Seksten aldığımız zevk aynı zamanda başka birinin yaşadığını düşündüğümüz iyi hayatın kimi yönlerini fark etmemiz ve bu yönlere güçlü bir onay vermek istememizle ilişkilidir.
'Seksi' bulduğumuz nesneleri ve durumları incelediğimizde, erotizmin aslında varoluşun anlamıyla ilgili düşüncelerimizi ve değerlendirmelerimizi paylaşan birini bulmanın yarattığı heyecan olduğunu anlarız.
Orgazmın kendisi de, yalnızlığımızın ve yabancılaşma duygumuzun geçici olarak da olsa üstesinden gelmeyi başardığımız o yüce andır!
Sevgilimizde beğendiğimiz her şey- adamın yaptığı yorumlar, kadının giydiği ayakkabılar, adamın ya da kadının gözlerinin, kaşlarının çağrıştırdığı ruh hali- damıtılıp, yoğun bir zevk duygusuna dönüşür; bu duyguyu yaşayan partnerler birbirlerine karşı derin bir şefkat ve anlayış geliştirirler.

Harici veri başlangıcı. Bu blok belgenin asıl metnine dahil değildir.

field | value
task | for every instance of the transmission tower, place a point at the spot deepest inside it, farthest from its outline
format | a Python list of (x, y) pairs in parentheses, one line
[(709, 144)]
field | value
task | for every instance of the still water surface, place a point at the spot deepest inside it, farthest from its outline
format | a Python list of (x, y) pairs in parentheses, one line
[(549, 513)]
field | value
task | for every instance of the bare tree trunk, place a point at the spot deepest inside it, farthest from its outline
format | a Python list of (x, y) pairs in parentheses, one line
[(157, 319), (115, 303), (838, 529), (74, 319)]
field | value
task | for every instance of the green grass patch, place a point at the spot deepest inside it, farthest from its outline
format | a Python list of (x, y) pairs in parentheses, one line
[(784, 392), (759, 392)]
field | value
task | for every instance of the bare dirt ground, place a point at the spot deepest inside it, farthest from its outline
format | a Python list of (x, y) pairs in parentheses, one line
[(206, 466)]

Başka biriyle hayata ortak bakış açısı bulmayla hiç ilgisi olmadan yaşanan orgazmlar da vardır kuşkusuz...
Bu orgazmlar, cinselliğin gerçekte taşıması gereken anlama bir çeşit ihanet olarak görülür. Orgazma ulaşma yolları çizelgesinin aşağılarındaki mastürbasyondan sonra içimizi bir boşluk ve yalnızlık hissi kaplamasının nedeni bu ihanettir. Tek bir tarafın isteğiyle ve zorla gerçekleştirilen cinsel birleşmelere duyduğumuz öfkenin temelinde de cinselliğin gerçek anlamına yapılmış ihanet yatar. Seksin zor taraflarından biri de genel olarak baktığımızda çok uzun sürmemesidir.

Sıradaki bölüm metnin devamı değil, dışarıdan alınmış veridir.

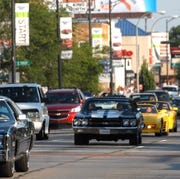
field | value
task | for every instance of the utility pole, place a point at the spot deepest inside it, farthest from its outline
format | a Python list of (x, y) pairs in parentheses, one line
[(13, 52), (58, 40)]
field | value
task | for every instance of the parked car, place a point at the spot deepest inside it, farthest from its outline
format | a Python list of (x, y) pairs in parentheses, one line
[(16, 138), (173, 90), (108, 118), (144, 96), (169, 110), (31, 100), (176, 103), (155, 121), (162, 95), (63, 104)]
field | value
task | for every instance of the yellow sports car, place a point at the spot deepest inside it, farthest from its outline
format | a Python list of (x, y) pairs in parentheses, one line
[(171, 111), (154, 121)]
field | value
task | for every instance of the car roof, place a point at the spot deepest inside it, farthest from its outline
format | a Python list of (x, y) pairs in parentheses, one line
[(156, 90), (124, 99), (144, 93), (19, 85), (59, 90)]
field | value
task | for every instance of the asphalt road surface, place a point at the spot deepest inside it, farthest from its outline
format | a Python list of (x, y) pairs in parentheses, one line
[(59, 158)]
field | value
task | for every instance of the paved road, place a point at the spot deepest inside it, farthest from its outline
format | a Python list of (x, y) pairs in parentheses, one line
[(59, 158)]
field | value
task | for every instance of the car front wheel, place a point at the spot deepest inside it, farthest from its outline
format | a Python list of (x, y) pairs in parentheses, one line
[(81, 139), (7, 169), (22, 164)]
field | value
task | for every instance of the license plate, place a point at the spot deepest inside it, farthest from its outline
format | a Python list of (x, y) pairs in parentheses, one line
[(104, 131)]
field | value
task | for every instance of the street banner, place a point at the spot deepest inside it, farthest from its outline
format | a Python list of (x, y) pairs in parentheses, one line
[(96, 40), (66, 37), (102, 6), (22, 24)]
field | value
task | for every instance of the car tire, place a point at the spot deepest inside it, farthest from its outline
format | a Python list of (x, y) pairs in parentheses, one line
[(81, 139), (157, 134), (22, 164), (175, 128), (134, 140), (42, 135), (7, 169), (140, 138)]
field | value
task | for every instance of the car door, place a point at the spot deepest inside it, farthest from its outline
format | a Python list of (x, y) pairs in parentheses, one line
[(22, 129)]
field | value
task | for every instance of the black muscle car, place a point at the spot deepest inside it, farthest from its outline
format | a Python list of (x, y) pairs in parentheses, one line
[(108, 118), (16, 138)]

En uç noktalarda bile nadiren iki saat ya da yaklaşık olarak banka sıra bekleme süresi olarak süren bir etkinlikten bahsediyoruz. Seksten sonra tuhaf ruh hallerine kapılırız. Çiftler, ilişki sonrasında sık sık derin bir hüzün yaşarlar. Partnerlerden biri ya da her ikisi de uyumak, gazete okumak ya da hemen orayı terk etmek isteğine kapılabilir. Yaşanan bu sorunun temelinde seksin kendisi değil de içerdiği şefkat, şiddet, enerji ve hedonizm ile sonsuz sıkıntı, baskı, zorluk ve içekapanıklık gibi hayatımızın dünyevi yönleri arasındaki karışıklık yatar. Seks yaşadığımız güçlükleri yok edip bizim için görünmez kılar!
Libidomuzu harcadıktan hemen sonra, normalde olduğumuz kişi ve ilgilendiğimiz alanlar bize birden tuhaf ve yabancı gelir. Şimdi mantıklı olmaya çalışırız ama daha bir dakika önce sevgilimizi kamçılamak için derin bir arzu duymuşuzdur. Bu gerçek olabilir mi?
Çağdaş ve demokratik bir toplumda yaşıyor olmaktan genellikle memnuniyet duyarız, ancak bir de işin gerçeği vardır; Gecenin büyük bir bölümünü bir ortaçağ zindanında genç bir kız tutsak etmiş sadist bir asilzade olma arzusunu tatmin etmeye çalışarak geçirmişizdir. İçinde yaşadığımız kültür seks sırasında bizi nasıl birisi olduğumuzu düşünmemize doğru yöneltmez!
Seksi sanki psikolojik hiçbir boyutu olmayan, fiziksel bir süreçmiş gibi görmeyi yeğler. Ancak gördüğümüz gibi sevişirken yaşananlar, bizim hayattaki çok temel isteklerimizle doğrudan ilişkilidir. Seks bir eylem olarak cinsel organların birbirlerine sürtünmesiyle gerçekleşir ancak aldığımız zevkin temelinde kaba bir fiziksel duygu yoktur!
Tam tersine bize acı veren korkularımızın kimilerini bastırabilecek ve ortak değerler üzerine kuracağımız bir hayatı paylaşabileceğimizi düşündüğümüz biriyle karşılaşmanın yarattığı heyecan bu zevkin temelinde vardır.